The Pontine Islands
August 15, 2017
They say a picture is worth 1,000 words. If that’s the case, our visit today should be worth over 100,000 words, since I took over 120 pictures on our two trips to the island of Ponza, the biggest island in the Pontine chain. I’ll try to make it shorter….
In some ways, it’s a fitting summary of our ten days at sea. It’s our last full day at sea before we embark on the land portion, which will take us from Rome to Florence.
The two-plus hour tour circling the island revealed the power—and beauty—of volcanic action; the shapes and colors were spectacular. 100 of my pictures were from this part of the day (and I’ve only used 122 words so far!), with every kind of lava, ash, colors we’ve seen, all in one place: white, black, yellow, and brown; some of the formations dripped and dried, sort of like sand castles at the Indiana Dunes. There were caves and grottos that made me wish there were possible potential dive spots was the wreck of the “water ship” that supplies fresh water every day to the 4000 permanent residents (and the 20,000 summer visitors). When we went back later, I quipped, “If we pool our water bottles, we might be able to buy the island.” I’m not sure it’s for sale, but we did pass an island that a family had bought, and put the only house atop the cliffs on that island.

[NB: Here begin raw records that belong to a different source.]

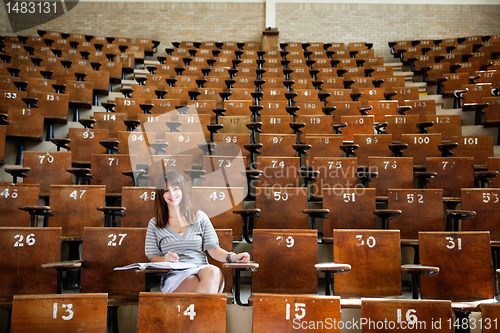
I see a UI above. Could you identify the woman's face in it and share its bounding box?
[163,183,182,208]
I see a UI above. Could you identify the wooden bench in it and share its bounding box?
[137,293,227,333]
[0,227,61,308]
[368,156,413,197]
[11,294,108,333]
[361,299,453,333]
[23,151,72,197]
[323,186,376,243]
[252,293,340,333]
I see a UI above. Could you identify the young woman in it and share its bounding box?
[145,170,250,293]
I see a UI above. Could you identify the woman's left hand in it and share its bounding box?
[231,252,250,263]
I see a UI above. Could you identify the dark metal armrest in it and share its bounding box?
[401,264,439,299]
[314,262,351,296]
[373,209,403,230]
[222,262,259,306]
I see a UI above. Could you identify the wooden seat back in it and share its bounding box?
[49,185,106,240]
[361,299,453,333]
[323,187,377,242]
[6,106,45,141]
[0,184,40,227]
[354,134,392,166]
[451,135,493,168]
[90,154,136,194]
[207,228,235,292]
[252,293,340,333]
[401,133,442,168]
[255,186,307,229]
[0,227,61,296]
[68,128,108,165]
[340,115,374,141]
[368,156,413,196]
[137,293,227,333]
[388,189,445,240]
[385,115,419,142]
[252,229,318,294]
[191,186,246,240]
[333,229,401,297]
[419,232,494,301]
[120,186,156,228]
[301,134,343,165]
[23,151,72,196]
[92,112,127,140]
[488,157,500,187]
[426,157,474,197]
[81,227,148,294]
[426,115,462,141]
[461,188,500,241]
[11,294,108,333]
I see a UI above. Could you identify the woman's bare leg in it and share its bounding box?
[194,265,224,294]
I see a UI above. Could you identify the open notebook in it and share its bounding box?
[114,262,196,271]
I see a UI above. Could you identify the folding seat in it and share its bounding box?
[451,135,493,169]
[224,229,318,305]
[322,229,402,300]
[0,227,61,300]
[252,293,341,333]
[305,134,343,166]
[368,156,414,197]
[0,184,40,227]
[333,115,376,141]
[410,232,496,322]
[137,292,227,333]
[488,157,500,187]
[11,294,108,333]
[23,151,72,197]
[359,101,400,122]
[322,187,376,241]
[461,188,500,240]
[90,154,136,196]
[92,109,128,140]
[43,227,148,331]
[401,133,442,170]
[426,157,474,202]
[352,134,392,167]
[191,185,246,240]
[68,128,108,166]
[385,115,420,142]
[147,154,193,186]
[399,99,436,122]
[361,299,454,333]
[382,189,445,243]
[426,115,462,142]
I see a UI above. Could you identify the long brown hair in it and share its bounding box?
[155,170,198,228]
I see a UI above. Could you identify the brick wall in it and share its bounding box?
[0,1,500,59]
[0,1,265,46]
[276,3,500,58]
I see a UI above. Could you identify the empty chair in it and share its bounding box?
[11,294,108,333]
[328,229,402,304]
[0,227,61,304]
[252,293,340,333]
[361,299,454,333]
[323,188,377,243]
[0,184,40,227]
[137,293,227,333]
[23,151,72,196]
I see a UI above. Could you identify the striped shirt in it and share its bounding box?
[145,210,219,266]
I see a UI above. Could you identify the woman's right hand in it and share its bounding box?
[163,252,179,262]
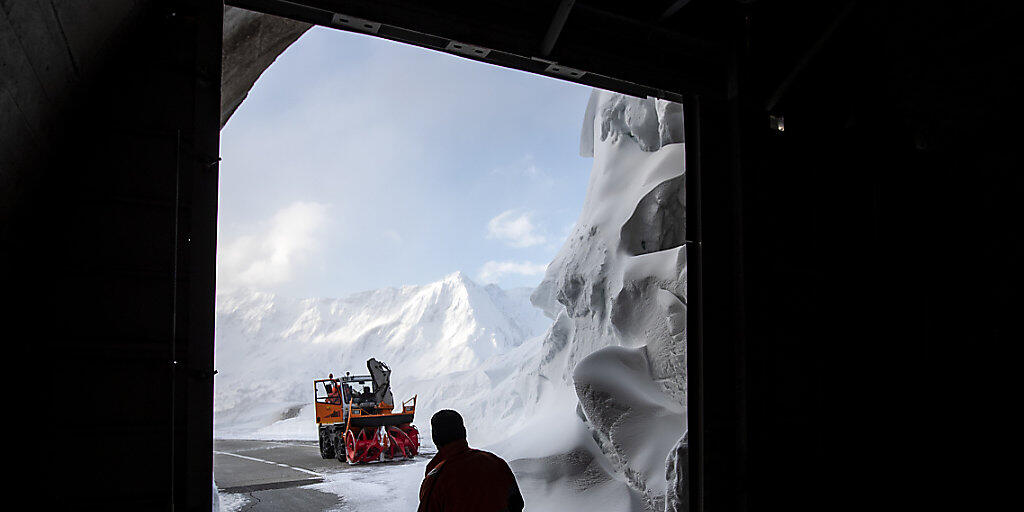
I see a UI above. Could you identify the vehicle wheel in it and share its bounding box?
[342,430,358,464]
[334,434,348,462]
[319,431,334,459]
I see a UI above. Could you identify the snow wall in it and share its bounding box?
[513,91,687,510]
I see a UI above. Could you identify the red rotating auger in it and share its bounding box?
[313,358,420,464]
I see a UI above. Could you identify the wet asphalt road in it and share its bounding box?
[213,439,346,512]
[213,439,433,512]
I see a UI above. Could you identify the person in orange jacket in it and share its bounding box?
[417,410,523,512]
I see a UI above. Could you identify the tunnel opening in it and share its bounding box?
[214,7,688,510]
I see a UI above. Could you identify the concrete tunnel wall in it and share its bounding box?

I’ll try to post some pictures on Facebook so you can understand why I took what would have been three rolls of slide film (for those of you who remember film!)
When we got back, the captain offered us a treat; we’re anchored offshore, and he created a swimming area behind the boat, so those of us who wanted to jumped in. Having brought my diving mask, I couldn’t resist the temptation. The water was cool; I confess I was expecting the bathtub water of the Keys. It was, however, clear, but there wasn’t much to see underwater. Do cross off “swimming in the Tyrrhenian Sea” from my to-do list.
If volcanic activity and its results have been one constant, especially since Sicily, the historic tour of the city (generously termed!) was a reminder that the Greeks and Romans really influenced the area. In Roman days, it was a resort for wealthy Romans, and something of a fish farm. Grottos, cisterns, and tunnels provided both fresh water and a farm for eels, apparently part of the Roman diet. 2000 years later, current Italians are importing water for the mainland. Having seen many Roman ruins, I think Europe technologically is still struggling to get up to the civilization that disappeared when Roman civilization gave way to the dark ages.
I walked to the top of the hill, overlooking the town. It now houses a church, naturally, but it was the site of a Roman villa, and the headquarters of a Roman fleet. Next to the church is a naval headquarters, and behind it is a cemetery where Roman graves have been found. Along the way, I passed a Roman necropolis, a battlefield from the Napoleonic wars, and a tower, remnant of the Bourbons as Kings of the Two Sicilies. The island was used as a prison, ironically, by Mussolini, who was housed here when Italy changed sides in the second world war.
Too pretty for prisoners, it now brings loads of tourists in the summer from Naples and Gaeta, a port of Rome, and where we disembark tomorrow morning.